June 12, 2025
"What kind of food do you want to smell like after every shift?"
That was my big question. The one piece of wisdom I offered as my wife Sara and I sat in a mostly empty café, tossing around ideas about opening a food truck. “Buttery caramelized dough” wasn’t the worst answer.
I used to joke that I needed to get rich off Sara’s cooking. She was untrained, but in my mind, a culinary genius. We’d long dreamed of starting a food truck but had no idea what we were doing.
So that night in the café, we decided it was time to stop waffling and make some decisions.
Which of course led us to decide on waffles! But not just any waffles: We would specialize in Liege-style waffles. These are a type of Belgian waffle made with a brioche-like yeast dough and packed with sugar pearls. When they hit the waffle iron, the pearls on the outside caramelize and crisp up, while the ones inside partially melt, then re-form as they cool. The result is a waffle that’s golden on the outside and filled with sweet, chewy pockets on the inside.
To make it our own, we would focus on toppings and gave everything ridiculous names rooted in pop culture and inside jokes. Our menu eventually consisted of items including The Cap — red (strawberry), white (cheesecake and whip), and blue (blueberry). The 99 (based on the TV show “Brooklyn Nine-Nine”) came with Nutella and strawberries, and every time it was ordered, the whole truck yelled “Nine-nine!”
Photo at top, Chris Mullen and his wife Sara take a selfie outside the Waffle Wagon, the truck housing their Liege-style waffle business. Above, one of the mouthwatering waffles on offer. (Photos courtesy of Chris Mullen)
Another big decision that night was how to start. We didn’t want to go all in without knowing what we were doing, so we planned to start small, learn as we went and grow if it made sense. It felt like how progression works in a video game — start with basic gear, take on manageable quests and level up with experience. So instead of jumping straight into a food truck, we decided to test things out with a pop-up tent at the local farmers market. If it worked, we’d use the revenue to fund the truck and keep things debt-free for as long as we could.
Friends and family showed up, but the aroma alone was enough to pull in the crowd. We sold out faster than expected and got invited back to the market the next week. The same thing happened again. And again. And again.
So video game logic prevailed once again. It was time to level up. We bought a Freightliner truck with way too many miles, not nearly enough equipment, and far more space than we needed. But it was within our price range. In the meantime, we secured a permanent spot at the market, and our budding business was about to take off. Every day, every event and every milestone showed us just how much more we had to learn.
When you run a small business, you have to become an "expert" in everything, or at least an expert at Googling and asking ChatGPT the right questions. Like how much power does a commercial waffle iron pull, and how many can you run on one plug? And for anyone who has spent a summer in Missouri, the real question is whether we can generate enough power for an air conditioner and do it economically. (Short answer: No.)
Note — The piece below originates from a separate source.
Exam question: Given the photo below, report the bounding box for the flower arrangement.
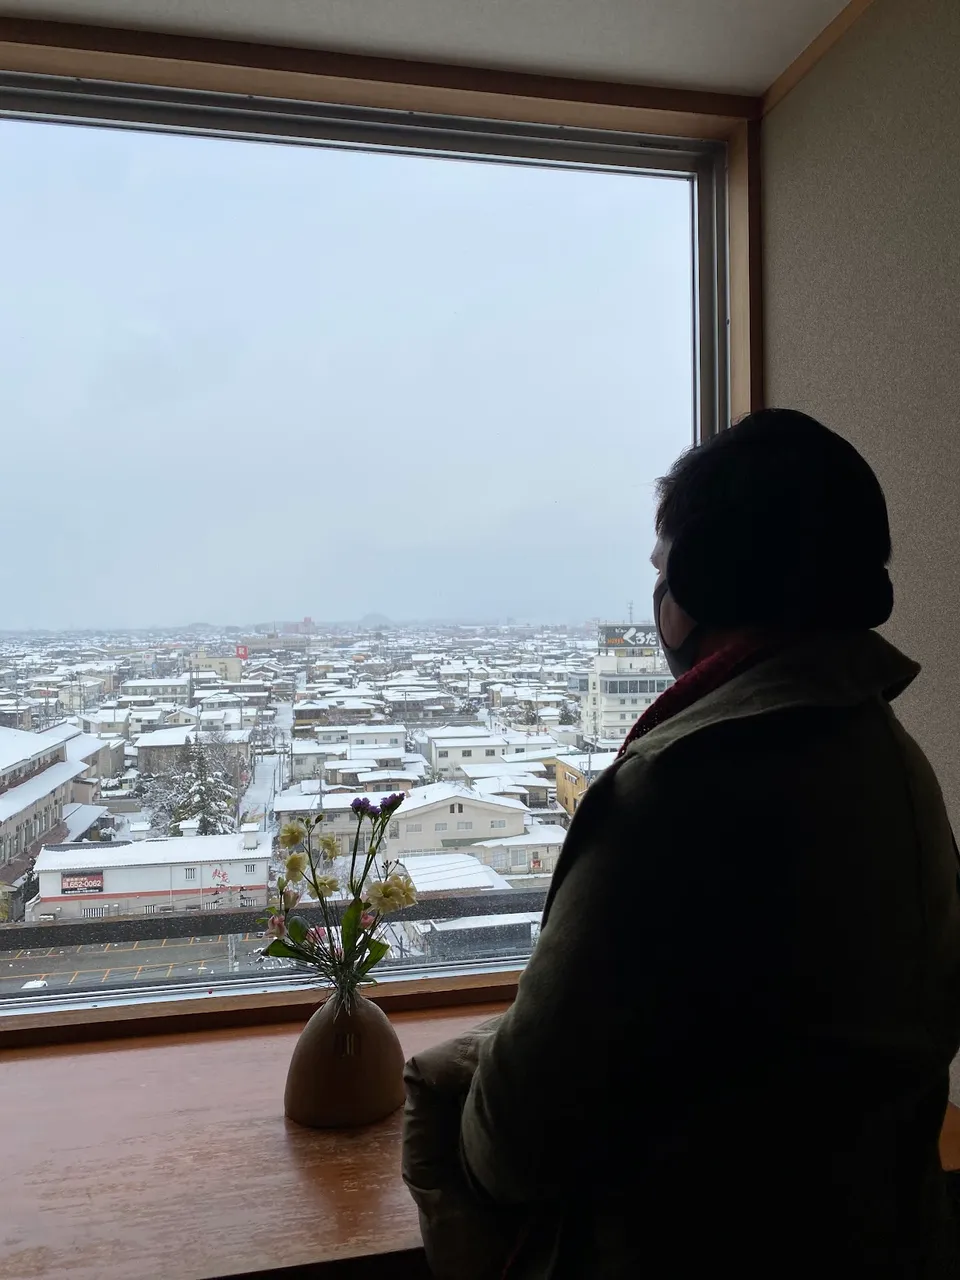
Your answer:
[261,793,416,1010]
That night we even decided on a name for our business baby: WaffleNerds. Sara was the waffle. I was the nerd. It just made sense.
After working through licensing and permitting, we secured a temporary spot at a local farmers market. After all the planning and discussions about recipes, tent layout, pricing and setup, there we were. Standing in our assigned corner before dawn, rain-drenched but hopeful, setting up a booth we weren’t sure anyone would show up for. It was either the start of something cool or a very expensive breakfast for two.
The business was booming, maybe a little too much. After serving tens of thousands of customers, landing a few local news spots (for good reasons) and gaining some hometown notoriety, we hit a fork in the road as last season came to a close. The pace wasn’t sustainable. We could either double down, take on debt to grow, hire a team and overhaul everything — or scale back to the smaller, simpler version we imagined that night in the café.
And then a lot changed in our personal lives. Sara lost her father, her mother was diagnosed with breast cancer, our oldest child got married, and our youngest was soon graduating from high school. With so many life events happening at once, it made the decision to hit pause easier.
Stepping back gave us room to breathe and gain perspective. In the end, we chose to walk away, not because it was easy or exciting, but because it was right.
We don’t know what the future holds for WaffleNerds, but the lessons from that chapter were forged in stress, uncertainty and the occasional moment of panic — tempered by joy, creativity and a lot of laughter.
Looking back, I was always focused on leveling up the business. But in the process, I was the one who leveled up.